НЕДОСТОЙНЫЙ ПОСТУПОК

   Вот уже две недели, как начались занятия в школе. Ученики младших классов смотрят на нас с завистью. Видно, думают: «Когда же это и мы станем большими?» Мне кажется, что в этом году и старший пионервожатый стал уделять нам больше внимания. Теперь, прежде чем дать нам какое-нибудь задание, он с нами советуется.
   Классная комната у нас другая: она большая и светлая, и все три окна глядят на улицу. А самое главное — наша доска в два раза больше, чем в других классах. Сначала мы удивлялись: зачем нам такая длинная доска? Но потом поняли: ведь чем старше мы становимся, тем сложнее делаются и наши задачи. Порою решение не умещается даже и на такой длинной доске.
   Мы чувствовали себя более взрослыми и постепенно отвыкали от прежних игр и ребячьих забав.
   Сильно изменился и мой друг Носиршатрама. Наверно, на него здорово подействовали слова Аликула-чабана.
   Вчера Носир вдруг признался мне, что совершил бесчестный поступок по отношению к нашему общему другу Шерали. Вернее, даже предательство.
   — Предательство?! — изумился я.
   — Да, да, именно предательство, — отвечал он. — Я не знаю, что мне делать, чтобы Шерали простил меня.
   — Не понимаю! Объясни, в чём дело.
   — Скоро поймёшь, скоро всё-всё станет ясным, — пробормотал Носиршатрама.
   Не хочет говорить — и не надо. Я не стал допытываться, не до него было: в нашей школе произошло одно чрезвычайное событие.
   На большой перемене все мы высыпали на площадку перед школой. Вдруг из-за абрикосовых деревьев, окружающих школьный двор, послышался гудок легковой машины, и у ворот остановилась голубая «Победа».

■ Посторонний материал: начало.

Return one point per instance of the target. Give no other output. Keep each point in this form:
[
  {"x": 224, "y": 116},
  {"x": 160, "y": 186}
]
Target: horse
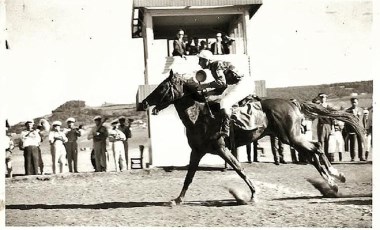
[{"x": 284, "y": 121}]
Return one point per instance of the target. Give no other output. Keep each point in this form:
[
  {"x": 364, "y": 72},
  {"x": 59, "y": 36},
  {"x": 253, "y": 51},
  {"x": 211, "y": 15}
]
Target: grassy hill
[
  {"x": 339, "y": 96},
  {"x": 336, "y": 90},
  {"x": 85, "y": 114}
]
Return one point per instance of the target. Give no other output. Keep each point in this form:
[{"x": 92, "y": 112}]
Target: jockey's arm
[{"x": 220, "y": 79}]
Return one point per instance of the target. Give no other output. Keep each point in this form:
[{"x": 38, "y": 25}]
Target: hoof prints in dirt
[{"x": 324, "y": 188}]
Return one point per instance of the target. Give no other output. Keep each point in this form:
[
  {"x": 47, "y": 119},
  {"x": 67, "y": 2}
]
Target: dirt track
[{"x": 140, "y": 198}]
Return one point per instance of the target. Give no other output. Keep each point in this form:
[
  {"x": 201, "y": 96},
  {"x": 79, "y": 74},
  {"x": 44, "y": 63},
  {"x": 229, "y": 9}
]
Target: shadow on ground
[{"x": 113, "y": 205}]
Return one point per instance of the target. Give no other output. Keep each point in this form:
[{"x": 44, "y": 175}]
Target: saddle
[
  {"x": 249, "y": 115},
  {"x": 246, "y": 114}
]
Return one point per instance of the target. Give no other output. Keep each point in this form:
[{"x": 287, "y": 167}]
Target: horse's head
[{"x": 168, "y": 91}]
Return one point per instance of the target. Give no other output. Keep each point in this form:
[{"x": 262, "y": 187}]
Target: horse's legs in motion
[
  {"x": 333, "y": 171},
  {"x": 302, "y": 145},
  {"x": 195, "y": 158},
  {"x": 235, "y": 164}
]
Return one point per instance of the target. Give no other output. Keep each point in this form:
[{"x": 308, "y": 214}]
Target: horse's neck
[{"x": 188, "y": 111}]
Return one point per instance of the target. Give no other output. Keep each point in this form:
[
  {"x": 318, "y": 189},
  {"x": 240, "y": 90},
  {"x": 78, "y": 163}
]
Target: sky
[{"x": 72, "y": 50}]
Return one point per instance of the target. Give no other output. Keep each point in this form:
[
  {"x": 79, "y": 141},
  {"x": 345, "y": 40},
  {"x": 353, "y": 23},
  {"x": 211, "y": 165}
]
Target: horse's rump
[{"x": 250, "y": 116}]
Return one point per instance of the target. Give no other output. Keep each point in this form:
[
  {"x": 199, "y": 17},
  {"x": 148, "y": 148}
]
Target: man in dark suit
[
  {"x": 353, "y": 138},
  {"x": 179, "y": 46}
]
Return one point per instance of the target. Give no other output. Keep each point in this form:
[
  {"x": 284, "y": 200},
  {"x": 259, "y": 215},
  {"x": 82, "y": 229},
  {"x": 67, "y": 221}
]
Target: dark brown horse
[{"x": 284, "y": 121}]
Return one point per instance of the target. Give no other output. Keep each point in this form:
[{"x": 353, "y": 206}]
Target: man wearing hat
[
  {"x": 57, "y": 139},
  {"x": 29, "y": 142},
  {"x": 367, "y": 125},
  {"x": 99, "y": 134},
  {"x": 71, "y": 145},
  {"x": 179, "y": 45},
  {"x": 217, "y": 47},
  {"x": 325, "y": 127},
  {"x": 125, "y": 128},
  {"x": 9, "y": 145},
  {"x": 353, "y": 138},
  {"x": 117, "y": 138}
]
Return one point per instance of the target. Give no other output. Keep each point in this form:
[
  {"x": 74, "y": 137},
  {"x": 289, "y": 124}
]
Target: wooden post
[{"x": 148, "y": 43}]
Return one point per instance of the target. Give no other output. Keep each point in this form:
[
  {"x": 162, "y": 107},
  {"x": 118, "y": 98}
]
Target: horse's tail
[{"x": 313, "y": 111}]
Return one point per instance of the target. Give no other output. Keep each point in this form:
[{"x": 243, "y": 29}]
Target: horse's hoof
[
  {"x": 335, "y": 188},
  {"x": 254, "y": 200},
  {"x": 175, "y": 202},
  {"x": 241, "y": 202},
  {"x": 342, "y": 178}
]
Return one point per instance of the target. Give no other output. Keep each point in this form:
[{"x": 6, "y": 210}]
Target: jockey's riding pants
[{"x": 238, "y": 92}]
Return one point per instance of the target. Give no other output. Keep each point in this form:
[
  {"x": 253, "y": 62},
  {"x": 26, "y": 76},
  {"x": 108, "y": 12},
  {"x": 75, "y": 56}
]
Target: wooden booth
[{"x": 157, "y": 22}]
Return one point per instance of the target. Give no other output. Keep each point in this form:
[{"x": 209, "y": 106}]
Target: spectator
[
  {"x": 9, "y": 146},
  {"x": 278, "y": 158},
  {"x": 227, "y": 42},
  {"x": 40, "y": 160},
  {"x": 71, "y": 145},
  {"x": 353, "y": 138},
  {"x": 99, "y": 134},
  {"x": 324, "y": 126},
  {"x": 126, "y": 129},
  {"x": 30, "y": 140},
  {"x": 117, "y": 138},
  {"x": 193, "y": 46},
  {"x": 203, "y": 46},
  {"x": 336, "y": 141},
  {"x": 249, "y": 151},
  {"x": 57, "y": 139},
  {"x": 367, "y": 124},
  {"x": 179, "y": 46},
  {"x": 217, "y": 47}
]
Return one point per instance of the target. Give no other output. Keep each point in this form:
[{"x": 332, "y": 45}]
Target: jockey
[{"x": 226, "y": 75}]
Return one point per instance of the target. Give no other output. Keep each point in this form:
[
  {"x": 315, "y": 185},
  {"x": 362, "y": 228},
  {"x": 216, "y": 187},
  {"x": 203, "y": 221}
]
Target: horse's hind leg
[
  {"x": 195, "y": 158},
  {"x": 223, "y": 152},
  {"x": 302, "y": 145}
]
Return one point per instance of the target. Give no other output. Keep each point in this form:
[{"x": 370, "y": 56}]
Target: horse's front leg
[
  {"x": 195, "y": 158},
  {"x": 330, "y": 180},
  {"x": 331, "y": 170},
  {"x": 235, "y": 164}
]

   Наш классный руководитель Мукйм-зода, по-видимому, узнал сидевшего в машине человека и подошёл к «Победе». Дверца открылась, и из машины вышел старичок маленького роста, в очках и в соломенной шляпе. Старичок поздоровался с Муким-зода. Потом ответил и на наши приветствия, внимательно при этом оглядев каждого из нас.

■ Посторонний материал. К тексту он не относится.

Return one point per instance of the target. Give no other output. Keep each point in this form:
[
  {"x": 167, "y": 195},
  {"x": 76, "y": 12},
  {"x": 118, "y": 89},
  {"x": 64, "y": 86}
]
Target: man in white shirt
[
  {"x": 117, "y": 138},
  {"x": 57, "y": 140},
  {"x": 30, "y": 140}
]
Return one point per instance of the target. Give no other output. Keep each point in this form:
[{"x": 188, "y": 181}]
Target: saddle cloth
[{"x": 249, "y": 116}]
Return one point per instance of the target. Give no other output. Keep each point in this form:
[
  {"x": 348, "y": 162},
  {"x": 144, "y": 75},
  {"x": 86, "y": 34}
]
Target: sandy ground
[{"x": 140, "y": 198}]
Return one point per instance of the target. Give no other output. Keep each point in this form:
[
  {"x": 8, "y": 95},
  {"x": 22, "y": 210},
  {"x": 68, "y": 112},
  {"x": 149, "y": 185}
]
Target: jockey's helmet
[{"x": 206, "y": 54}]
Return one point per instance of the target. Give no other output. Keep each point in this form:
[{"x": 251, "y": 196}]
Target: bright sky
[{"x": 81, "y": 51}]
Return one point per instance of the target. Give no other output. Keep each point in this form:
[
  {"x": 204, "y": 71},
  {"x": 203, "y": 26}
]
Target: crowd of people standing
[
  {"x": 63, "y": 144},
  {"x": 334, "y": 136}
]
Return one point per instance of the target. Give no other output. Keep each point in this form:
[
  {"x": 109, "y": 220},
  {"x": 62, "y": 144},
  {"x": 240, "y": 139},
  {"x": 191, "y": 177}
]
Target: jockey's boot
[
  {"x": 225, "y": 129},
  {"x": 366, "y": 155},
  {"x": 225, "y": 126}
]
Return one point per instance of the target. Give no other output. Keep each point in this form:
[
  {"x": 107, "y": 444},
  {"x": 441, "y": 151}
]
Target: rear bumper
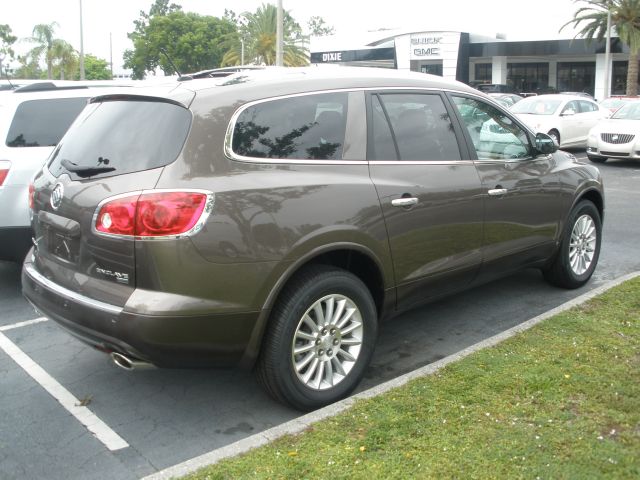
[
  {"x": 14, "y": 243},
  {"x": 163, "y": 340}
]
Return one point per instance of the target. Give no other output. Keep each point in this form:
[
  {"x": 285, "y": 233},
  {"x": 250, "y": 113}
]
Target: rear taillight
[
  {"x": 4, "y": 171},
  {"x": 32, "y": 194},
  {"x": 152, "y": 214}
]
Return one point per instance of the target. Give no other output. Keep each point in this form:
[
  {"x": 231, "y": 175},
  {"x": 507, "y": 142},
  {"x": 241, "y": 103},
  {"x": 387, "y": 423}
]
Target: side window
[
  {"x": 572, "y": 106},
  {"x": 304, "y": 127},
  {"x": 586, "y": 106},
  {"x": 42, "y": 123},
  {"x": 382, "y": 146},
  {"x": 421, "y": 126},
  {"x": 494, "y": 135}
]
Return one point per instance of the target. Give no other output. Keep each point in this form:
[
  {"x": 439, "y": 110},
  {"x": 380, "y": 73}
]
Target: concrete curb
[{"x": 300, "y": 424}]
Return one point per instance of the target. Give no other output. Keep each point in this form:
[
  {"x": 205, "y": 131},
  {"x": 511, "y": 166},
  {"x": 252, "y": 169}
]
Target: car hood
[
  {"x": 618, "y": 126},
  {"x": 539, "y": 123}
]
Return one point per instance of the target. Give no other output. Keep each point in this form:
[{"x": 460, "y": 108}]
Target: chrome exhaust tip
[{"x": 129, "y": 364}]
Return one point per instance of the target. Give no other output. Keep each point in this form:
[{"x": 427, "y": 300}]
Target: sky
[{"x": 518, "y": 19}]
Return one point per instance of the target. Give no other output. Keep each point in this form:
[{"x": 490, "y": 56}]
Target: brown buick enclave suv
[{"x": 271, "y": 219}]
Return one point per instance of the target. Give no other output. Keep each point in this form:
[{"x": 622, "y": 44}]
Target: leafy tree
[
  {"x": 29, "y": 68},
  {"x": 43, "y": 36},
  {"x": 6, "y": 41},
  {"x": 95, "y": 68},
  {"x": 319, "y": 28},
  {"x": 258, "y": 30},
  {"x": 625, "y": 17},
  {"x": 190, "y": 41}
]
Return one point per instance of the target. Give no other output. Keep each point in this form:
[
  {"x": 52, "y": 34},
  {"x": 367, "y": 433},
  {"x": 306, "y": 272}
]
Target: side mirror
[{"x": 545, "y": 144}]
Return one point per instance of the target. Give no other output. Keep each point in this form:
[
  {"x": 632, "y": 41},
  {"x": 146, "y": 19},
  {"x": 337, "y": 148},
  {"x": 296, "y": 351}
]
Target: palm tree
[
  {"x": 43, "y": 35},
  {"x": 625, "y": 16},
  {"x": 64, "y": 58},
  {"x": 258, "y": 30}
]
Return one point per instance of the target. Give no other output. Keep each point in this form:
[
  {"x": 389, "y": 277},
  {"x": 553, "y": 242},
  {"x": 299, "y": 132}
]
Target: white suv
[{"x": 33, "y": 119}]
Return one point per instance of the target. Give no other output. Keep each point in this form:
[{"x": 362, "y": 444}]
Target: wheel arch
[
  {"x": 354, "y": 258},
  {"x": 595, "y": 197}
]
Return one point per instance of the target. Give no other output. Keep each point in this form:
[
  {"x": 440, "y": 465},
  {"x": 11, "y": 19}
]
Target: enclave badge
[{"x": 56, "y": 196}]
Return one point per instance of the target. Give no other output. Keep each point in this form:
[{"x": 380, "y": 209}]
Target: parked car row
[{"x": 271, "y": 221}]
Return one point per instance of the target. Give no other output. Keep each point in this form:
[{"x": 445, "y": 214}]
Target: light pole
[
  {"x": 81, "y": 46},
  {"x": 279, "y": 35},
  {"x": 607, "y": 57}
]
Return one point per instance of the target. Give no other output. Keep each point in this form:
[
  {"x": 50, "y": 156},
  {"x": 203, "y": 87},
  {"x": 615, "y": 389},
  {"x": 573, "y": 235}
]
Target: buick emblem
[{"x": 56, "y": 196}]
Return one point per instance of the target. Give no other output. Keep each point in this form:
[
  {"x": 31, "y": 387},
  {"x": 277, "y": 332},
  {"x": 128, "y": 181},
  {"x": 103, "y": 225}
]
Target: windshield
[
  {"x": 629, "y": 111},
  {"x": 611, "y": 103},
  {"x": 537, "y": 106}
]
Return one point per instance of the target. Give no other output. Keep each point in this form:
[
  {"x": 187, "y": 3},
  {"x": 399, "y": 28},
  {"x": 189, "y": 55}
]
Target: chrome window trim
[
  {"x": 421, "y": 162},
  {"x": 199, "y": 225},
  {"x": 228, "y": 149},
  {"x": 69, "y": 294}
]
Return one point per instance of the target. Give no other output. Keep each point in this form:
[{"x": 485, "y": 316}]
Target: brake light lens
[
  {"x": 153, "y": 214},
  {"x": 32, "y": 195}
]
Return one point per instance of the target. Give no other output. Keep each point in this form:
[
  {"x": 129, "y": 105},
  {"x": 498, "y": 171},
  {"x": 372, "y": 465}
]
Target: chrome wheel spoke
[
  {"x": 305, "y": 361},
  {"x": 349, "y": 313},
  {"x": 329, "y": 372},
  {"x": 346, "y": 355},
  {"x": 310, "y": 323},
  {"x": 338, "y": 366},
  {"x": 303, "y": 349},
  {"x": 305, "y": 336},
  {"x": 311, "y": 370}
]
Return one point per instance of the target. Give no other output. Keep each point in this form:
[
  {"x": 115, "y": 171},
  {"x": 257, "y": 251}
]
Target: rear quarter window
[
  {"x": 124, "y": 136},
  {"x": 42, "y": 123},
  {"x": 302, "y": 127}
]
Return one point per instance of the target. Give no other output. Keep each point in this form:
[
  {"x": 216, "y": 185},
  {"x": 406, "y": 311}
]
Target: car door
[
  {"x": 520, "y": 189},
  {"x": 430, "y": 195},
  {"x": 590, "y": 112},
  {"x": 571, "y": 123}
]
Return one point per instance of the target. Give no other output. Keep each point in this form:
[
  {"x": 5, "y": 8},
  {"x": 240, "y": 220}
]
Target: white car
[
  {"x": 565, "y": 118},
  {"x": 33, "y": 118},
  {"x": 618, "y": 136}
]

   Ребята перешёптывались. Муким-зода так почтительно приветствовал приезжего, что мы подумали: уж не профессор ли этот старичок? Правда, некоторые из нас засомневались:
   — Разве профессора бывают такого маленького роста?
   — По-вашему, профессора обязательно высокие, как самшитовое дерево, и толстые, как слоны? — смеялись другие и прятались за спины товарищей, чтобы профессор не догадался, над чем они смеются.
   Тут прозвенел звонок, и мы разошлись по классам. А приезжий в сопровождении Муким-зода направился в кабинет директора школы.
   У нас был урок русского языка. Едва войдя в класс, учительница сказала, что Носиршатраму вызывает директор. У профессора есть дело к Носиру.
   «Ага, — подумал я, — значит, приезжий и вправду профессор. Но какое же дело у него может быть к Шатраме?»
   Все ребята тут же повернулись и уставились на Носира. Никто не верил, что профессор вызывает только его. Не может того быть! И почему не приглашают председателя совета отряда Кадыра? Или отличников — Карйма и Махмуда? Может, учительница ошиблась? Нет. Говорит, что нужен, мол, один Носир.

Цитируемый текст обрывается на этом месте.